Ratings784
Average rating3.9
So, full disclosure: Once Upon a Time, I read the original Throne of Glass on Fictionpress. All the cool (and even the not cool kids!) were doing it! I'd wait for updates and eagerly phone a friend who also read, and we would eagerly discuss the newest developments and debate the pros and cons of love interests. She was Team proto-Dorian, and I was Team proto-Chaol but figured she'd probably end up with Dorian.
Even if I had not known Queen of Glass, however, I think there is no way that I would have been surprised to learn that this was a fictionpress original. Mostly because it has pretty much all the greatest hits of Fictionpress Fantasy Cliche. Throne of Glass ft. Corset Hate* (I'd Much Rather Wear Pants), Evil Tyrant Who is Evil, Heroine with Unusual Eyes, I'm Not Like the Rest of These Airheaded Twits (The Casual Misogyny Song), and In Your Dreams (Destiny Is Bossing You Around).
Okay, here's the thing about Calaena. I like her-she's flawed in unusual and interesting ways. I like that she's vain because I'm tired of plain heroines who complain about being plain and beautiful heroines who are convinced they are plain and beautiful heroines who act like it's a curse.

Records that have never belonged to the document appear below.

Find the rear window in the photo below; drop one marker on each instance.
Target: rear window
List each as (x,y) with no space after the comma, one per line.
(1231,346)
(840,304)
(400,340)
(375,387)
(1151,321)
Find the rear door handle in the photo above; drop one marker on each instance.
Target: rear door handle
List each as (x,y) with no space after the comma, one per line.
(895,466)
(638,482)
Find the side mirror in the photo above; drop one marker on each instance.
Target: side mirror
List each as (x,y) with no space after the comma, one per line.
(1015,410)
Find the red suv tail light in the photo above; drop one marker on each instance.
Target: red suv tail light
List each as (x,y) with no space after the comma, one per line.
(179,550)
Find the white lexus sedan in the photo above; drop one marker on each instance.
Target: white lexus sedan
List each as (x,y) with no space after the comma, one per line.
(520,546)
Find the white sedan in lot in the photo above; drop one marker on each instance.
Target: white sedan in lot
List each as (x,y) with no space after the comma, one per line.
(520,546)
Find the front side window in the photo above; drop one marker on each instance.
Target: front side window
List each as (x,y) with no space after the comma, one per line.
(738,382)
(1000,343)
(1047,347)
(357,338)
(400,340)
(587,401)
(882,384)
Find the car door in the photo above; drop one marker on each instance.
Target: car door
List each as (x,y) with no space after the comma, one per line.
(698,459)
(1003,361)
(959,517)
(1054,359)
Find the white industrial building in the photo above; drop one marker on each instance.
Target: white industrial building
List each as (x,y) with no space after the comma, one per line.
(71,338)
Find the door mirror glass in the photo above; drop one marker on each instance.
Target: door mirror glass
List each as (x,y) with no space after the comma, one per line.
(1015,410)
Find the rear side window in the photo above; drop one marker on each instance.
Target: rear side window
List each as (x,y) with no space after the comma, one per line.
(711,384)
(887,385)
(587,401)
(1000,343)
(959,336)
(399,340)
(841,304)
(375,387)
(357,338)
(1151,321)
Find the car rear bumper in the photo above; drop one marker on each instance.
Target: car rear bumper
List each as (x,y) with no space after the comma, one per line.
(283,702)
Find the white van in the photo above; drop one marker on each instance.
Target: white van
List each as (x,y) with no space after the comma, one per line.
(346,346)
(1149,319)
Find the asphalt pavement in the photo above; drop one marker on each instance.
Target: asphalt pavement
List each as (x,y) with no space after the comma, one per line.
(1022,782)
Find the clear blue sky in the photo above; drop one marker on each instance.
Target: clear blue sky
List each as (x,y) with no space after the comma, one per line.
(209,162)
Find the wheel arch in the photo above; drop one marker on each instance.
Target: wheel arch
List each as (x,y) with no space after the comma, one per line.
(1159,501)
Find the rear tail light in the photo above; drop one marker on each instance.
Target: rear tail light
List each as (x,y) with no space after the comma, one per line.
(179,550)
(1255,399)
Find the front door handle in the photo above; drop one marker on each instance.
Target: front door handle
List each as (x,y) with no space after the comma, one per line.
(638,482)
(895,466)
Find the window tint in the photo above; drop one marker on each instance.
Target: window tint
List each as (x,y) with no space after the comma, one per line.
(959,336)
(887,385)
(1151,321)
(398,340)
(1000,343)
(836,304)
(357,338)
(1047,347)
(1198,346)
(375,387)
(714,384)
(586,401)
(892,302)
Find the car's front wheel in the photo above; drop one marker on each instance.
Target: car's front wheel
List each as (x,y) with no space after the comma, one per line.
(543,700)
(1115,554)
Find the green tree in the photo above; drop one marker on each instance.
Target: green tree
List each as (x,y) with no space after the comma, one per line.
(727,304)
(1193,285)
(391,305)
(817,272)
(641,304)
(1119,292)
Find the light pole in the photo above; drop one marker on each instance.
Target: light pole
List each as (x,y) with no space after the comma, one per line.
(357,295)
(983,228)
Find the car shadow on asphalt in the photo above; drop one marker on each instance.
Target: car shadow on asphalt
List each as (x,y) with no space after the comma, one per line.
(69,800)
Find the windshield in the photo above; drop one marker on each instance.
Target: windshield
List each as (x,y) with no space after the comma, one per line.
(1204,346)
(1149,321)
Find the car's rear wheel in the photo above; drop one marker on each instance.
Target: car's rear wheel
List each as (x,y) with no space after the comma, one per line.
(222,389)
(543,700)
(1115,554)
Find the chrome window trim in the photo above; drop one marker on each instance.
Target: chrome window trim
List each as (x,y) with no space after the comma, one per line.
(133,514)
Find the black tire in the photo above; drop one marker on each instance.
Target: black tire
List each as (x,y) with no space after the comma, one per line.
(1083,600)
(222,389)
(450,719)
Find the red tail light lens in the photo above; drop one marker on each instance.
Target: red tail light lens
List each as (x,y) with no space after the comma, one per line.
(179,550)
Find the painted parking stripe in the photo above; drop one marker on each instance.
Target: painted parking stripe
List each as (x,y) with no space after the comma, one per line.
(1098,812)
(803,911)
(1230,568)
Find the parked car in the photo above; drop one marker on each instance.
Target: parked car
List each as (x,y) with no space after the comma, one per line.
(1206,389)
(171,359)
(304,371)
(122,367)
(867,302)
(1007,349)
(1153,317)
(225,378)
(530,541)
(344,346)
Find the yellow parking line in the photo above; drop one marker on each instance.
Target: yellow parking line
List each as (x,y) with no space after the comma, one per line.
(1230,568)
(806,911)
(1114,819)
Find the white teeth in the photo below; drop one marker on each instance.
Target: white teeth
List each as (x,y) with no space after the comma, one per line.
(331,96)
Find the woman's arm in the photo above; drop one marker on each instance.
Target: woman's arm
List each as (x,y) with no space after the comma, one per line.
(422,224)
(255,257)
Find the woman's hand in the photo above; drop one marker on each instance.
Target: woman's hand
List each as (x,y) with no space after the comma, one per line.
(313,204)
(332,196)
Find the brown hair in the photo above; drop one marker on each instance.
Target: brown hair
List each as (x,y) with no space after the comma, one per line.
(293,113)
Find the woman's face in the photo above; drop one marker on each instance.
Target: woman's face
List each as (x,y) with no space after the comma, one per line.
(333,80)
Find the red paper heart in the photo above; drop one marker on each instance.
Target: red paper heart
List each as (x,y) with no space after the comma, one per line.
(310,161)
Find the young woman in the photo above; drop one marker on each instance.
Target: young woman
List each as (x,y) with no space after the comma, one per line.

You go, girl. Make it work for you. She's fiercely proud. Now, these would be great if the book would just let them stand on their own instead of beating you over the head with them with oh she's stunning, oh she's so talented. Worse, it does this without usually not by showing but explicitly telling. Yawn.
So like I said I like Calaena, but I could have liked her a whole lot more. The major problem is that I find it hard to root for her and hold my breath in suspense because her flaws and faults have so little weight. Sure, they pop up all the time, but it's easily brushed away either by the narrative or by other characters. Go to the ball that you're not supposed–a few cross words and then all is forgiven. There's never a lack of surety to her or the narrative. It never seems like a struggle. Sure, in most narratives it's a fairly safe bet that the protag is going to succeed, but still watching them snatch victory out of the jaws of defeat is exhilarating! There is none of that as Calaena sails through test after test.

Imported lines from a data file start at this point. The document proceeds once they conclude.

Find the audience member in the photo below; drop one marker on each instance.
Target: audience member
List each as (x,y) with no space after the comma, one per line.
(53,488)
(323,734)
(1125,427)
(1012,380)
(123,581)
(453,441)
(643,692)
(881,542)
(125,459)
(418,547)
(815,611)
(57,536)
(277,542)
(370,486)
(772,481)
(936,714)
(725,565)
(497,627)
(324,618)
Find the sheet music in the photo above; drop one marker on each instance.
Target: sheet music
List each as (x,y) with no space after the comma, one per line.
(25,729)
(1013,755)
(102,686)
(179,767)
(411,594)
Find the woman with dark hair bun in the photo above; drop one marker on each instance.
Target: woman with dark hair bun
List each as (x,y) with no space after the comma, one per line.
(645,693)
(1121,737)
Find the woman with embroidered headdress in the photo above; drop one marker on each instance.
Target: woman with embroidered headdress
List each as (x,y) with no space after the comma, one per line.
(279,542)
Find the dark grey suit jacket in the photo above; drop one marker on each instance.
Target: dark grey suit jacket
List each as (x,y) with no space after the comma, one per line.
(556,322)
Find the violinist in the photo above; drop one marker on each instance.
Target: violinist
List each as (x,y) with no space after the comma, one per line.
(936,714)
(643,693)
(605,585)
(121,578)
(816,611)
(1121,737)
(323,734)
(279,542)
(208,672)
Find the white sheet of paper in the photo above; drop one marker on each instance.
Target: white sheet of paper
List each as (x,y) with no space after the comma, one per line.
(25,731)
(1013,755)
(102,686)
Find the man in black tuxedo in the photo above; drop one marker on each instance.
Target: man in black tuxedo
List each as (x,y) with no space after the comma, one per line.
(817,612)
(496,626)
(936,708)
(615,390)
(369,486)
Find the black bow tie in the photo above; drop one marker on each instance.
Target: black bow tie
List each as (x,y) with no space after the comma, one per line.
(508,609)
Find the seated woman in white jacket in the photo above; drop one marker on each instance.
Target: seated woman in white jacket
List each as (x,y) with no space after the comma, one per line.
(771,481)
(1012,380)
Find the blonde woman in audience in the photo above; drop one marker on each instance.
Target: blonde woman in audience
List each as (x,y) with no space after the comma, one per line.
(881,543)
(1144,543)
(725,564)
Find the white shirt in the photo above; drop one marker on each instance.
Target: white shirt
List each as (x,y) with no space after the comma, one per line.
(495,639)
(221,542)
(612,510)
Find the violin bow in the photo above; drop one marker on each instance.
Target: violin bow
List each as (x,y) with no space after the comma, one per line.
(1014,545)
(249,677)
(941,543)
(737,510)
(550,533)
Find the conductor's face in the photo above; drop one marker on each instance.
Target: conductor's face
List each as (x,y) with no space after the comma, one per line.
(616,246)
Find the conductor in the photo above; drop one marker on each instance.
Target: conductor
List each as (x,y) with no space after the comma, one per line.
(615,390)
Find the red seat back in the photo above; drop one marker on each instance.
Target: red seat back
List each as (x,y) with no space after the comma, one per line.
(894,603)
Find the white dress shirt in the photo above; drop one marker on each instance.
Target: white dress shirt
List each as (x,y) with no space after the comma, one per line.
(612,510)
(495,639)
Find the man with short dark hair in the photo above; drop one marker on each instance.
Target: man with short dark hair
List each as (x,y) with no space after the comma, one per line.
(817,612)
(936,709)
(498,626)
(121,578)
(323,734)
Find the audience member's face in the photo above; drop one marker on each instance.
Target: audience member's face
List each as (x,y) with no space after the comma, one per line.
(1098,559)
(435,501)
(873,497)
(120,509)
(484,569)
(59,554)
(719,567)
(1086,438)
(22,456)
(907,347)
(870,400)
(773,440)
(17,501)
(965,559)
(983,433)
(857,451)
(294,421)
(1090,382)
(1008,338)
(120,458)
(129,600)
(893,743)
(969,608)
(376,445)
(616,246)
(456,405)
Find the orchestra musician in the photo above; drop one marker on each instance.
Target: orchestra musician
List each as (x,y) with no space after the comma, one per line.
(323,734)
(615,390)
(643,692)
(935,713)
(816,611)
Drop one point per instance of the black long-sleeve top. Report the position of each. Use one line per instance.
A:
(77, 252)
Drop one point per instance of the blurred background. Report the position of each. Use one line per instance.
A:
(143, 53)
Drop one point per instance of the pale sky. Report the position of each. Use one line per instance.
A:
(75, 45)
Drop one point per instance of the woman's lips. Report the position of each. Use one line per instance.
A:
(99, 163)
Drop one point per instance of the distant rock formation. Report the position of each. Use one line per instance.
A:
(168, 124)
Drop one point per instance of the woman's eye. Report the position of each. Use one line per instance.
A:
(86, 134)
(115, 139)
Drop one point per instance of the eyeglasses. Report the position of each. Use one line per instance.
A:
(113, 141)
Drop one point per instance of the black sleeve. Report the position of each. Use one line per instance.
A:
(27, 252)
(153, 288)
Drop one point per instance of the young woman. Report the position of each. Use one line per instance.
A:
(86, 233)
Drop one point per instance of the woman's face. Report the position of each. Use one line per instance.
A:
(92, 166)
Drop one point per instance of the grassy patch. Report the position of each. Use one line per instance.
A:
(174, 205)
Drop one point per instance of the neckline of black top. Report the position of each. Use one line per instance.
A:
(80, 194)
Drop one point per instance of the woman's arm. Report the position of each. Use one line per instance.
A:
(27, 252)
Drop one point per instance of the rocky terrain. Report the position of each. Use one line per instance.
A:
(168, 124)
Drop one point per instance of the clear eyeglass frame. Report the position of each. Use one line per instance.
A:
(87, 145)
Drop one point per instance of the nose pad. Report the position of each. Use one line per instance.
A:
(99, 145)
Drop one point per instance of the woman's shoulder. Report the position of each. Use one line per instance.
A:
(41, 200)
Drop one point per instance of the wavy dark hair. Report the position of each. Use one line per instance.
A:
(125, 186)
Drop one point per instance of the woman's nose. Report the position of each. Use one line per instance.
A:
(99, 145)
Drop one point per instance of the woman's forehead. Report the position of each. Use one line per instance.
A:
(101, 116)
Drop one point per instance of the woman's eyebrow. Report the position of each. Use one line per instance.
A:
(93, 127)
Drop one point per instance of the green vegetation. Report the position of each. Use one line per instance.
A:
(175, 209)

Even more annoying during possibly the only tense moment, the day is saved not by our heroine or cleverness from one of our heroes but rather by a rather deus ex machina apperance.

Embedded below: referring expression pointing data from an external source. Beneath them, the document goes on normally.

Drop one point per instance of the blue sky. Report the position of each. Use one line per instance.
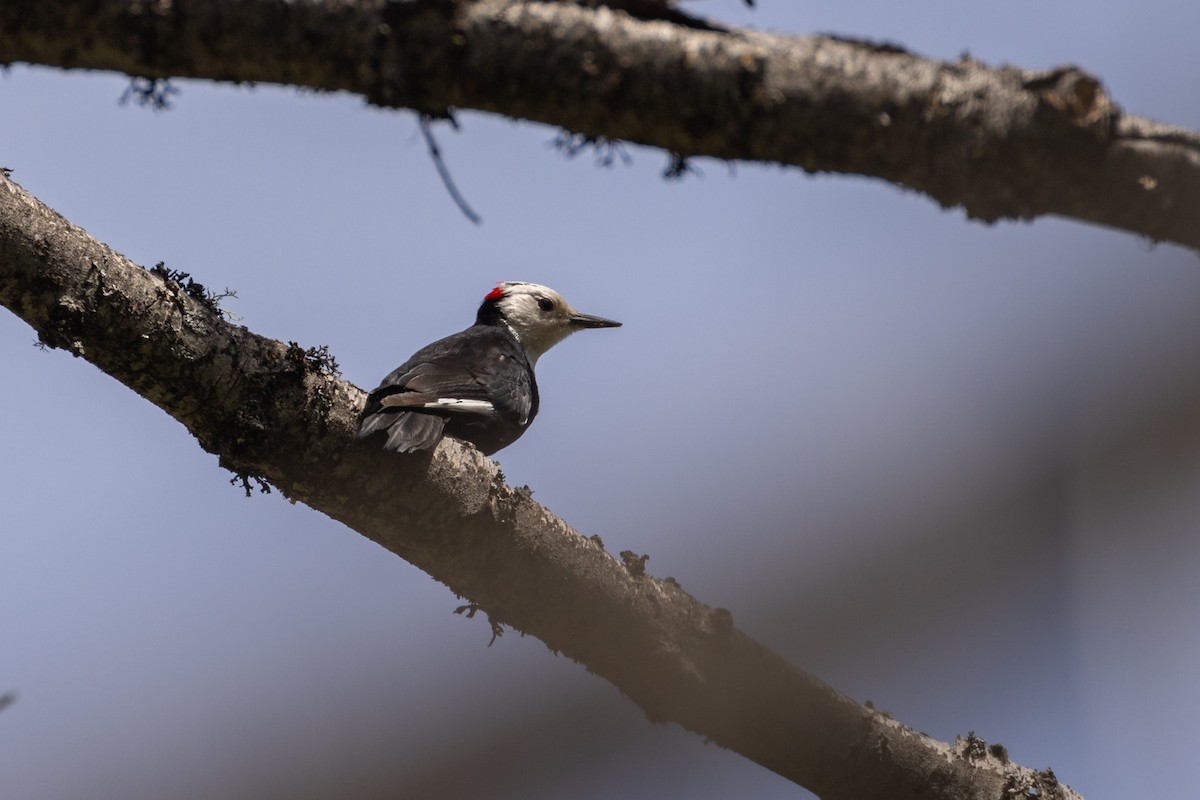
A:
(949, 468)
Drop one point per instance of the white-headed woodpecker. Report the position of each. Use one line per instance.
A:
(477, 385)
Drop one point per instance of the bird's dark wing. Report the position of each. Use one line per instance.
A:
(474, 385)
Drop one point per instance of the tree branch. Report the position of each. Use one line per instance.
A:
(277, 411)
(1000, 143)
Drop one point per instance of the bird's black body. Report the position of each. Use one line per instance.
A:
(498, 372)
(477, 385)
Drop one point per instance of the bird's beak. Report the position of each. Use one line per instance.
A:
(587, 320)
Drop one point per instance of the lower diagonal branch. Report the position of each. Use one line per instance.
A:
(270, 411)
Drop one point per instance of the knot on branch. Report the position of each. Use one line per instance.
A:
(1075, 97)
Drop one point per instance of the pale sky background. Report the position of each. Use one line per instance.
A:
(948, 468)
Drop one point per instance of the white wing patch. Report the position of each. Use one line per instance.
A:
(463, 405)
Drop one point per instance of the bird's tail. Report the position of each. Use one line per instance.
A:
(407, 431)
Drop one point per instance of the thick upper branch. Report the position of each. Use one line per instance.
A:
(268, 410)
(1000, 143)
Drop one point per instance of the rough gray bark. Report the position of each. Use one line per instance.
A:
(271, 410)
(1000, 143)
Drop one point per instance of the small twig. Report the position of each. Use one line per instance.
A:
(423, 120)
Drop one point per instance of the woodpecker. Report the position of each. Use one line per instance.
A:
(477, 385)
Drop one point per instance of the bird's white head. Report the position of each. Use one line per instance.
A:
(537, 316)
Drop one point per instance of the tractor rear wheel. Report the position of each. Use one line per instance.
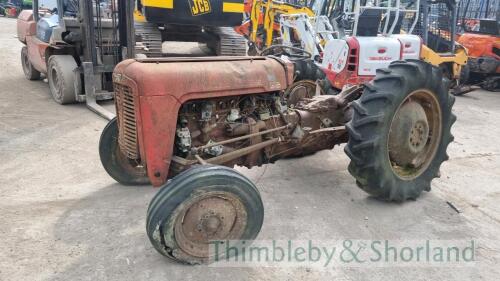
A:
(29, 71)
(118, 166)
(199, 207)
(400, 131)
(61, 78)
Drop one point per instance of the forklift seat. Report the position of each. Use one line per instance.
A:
(369, 22)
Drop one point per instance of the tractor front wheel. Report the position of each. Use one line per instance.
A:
(400, 131)
(202, 206)
(118, 166)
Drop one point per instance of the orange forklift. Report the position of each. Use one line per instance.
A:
(480, 25)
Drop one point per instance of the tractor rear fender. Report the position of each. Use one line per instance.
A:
(160, 86)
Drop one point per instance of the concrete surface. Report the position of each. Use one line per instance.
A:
(63, 218)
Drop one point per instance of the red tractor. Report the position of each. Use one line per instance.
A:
(182, 123)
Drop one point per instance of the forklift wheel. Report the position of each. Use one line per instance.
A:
(400, 130)
(29, 71)
(200, 207)
(117, 165)
(61, 78)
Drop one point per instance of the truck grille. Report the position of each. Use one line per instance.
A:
(125, 112)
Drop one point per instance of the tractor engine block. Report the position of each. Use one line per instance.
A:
(252, 130)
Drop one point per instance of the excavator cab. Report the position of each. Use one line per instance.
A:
(210, 22)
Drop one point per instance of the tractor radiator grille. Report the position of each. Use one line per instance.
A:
(125, 112)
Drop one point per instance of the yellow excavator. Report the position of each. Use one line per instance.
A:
(210, 22)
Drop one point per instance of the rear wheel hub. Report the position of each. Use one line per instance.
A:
(414, 134)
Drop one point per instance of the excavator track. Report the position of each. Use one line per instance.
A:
(149, 41)
(230, 43)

There's also a strange discrepancy between her history and some of personality traits. Like, okay, she's been trained to be an assassin since she was eight, but despite this, she's pretty street dumb. Yeah, you eat that candy that randomly showed up in your bed despite the fact that you know an ancient evil is lurking somewhere in the palace and killing your competitors. Despite there being an explicit discussion of there being no honor among assassins, trust pretty much every random person who offers you assistance.
There's also some minor continuity issues. For example, Calaena complains that Chaol never laughs and jokes with her like Dorian does even though there are literally a dozen scenes of them doing just that.
There's some sloppy editing. Maas has a weird penchant for adding comma, and there is an appalling amount of sentences that start with And.
Mostly, the thing I find most distressing is that Throne of Glass is distressing shallow compared to the Fictionpress Queen of Glass. Really! I don't know if Throne of Glass was dumbed down for the YA market, but it really lost a lot of the things that made it great, leaving you with a shallow, fluffy read that isn't even fun to read.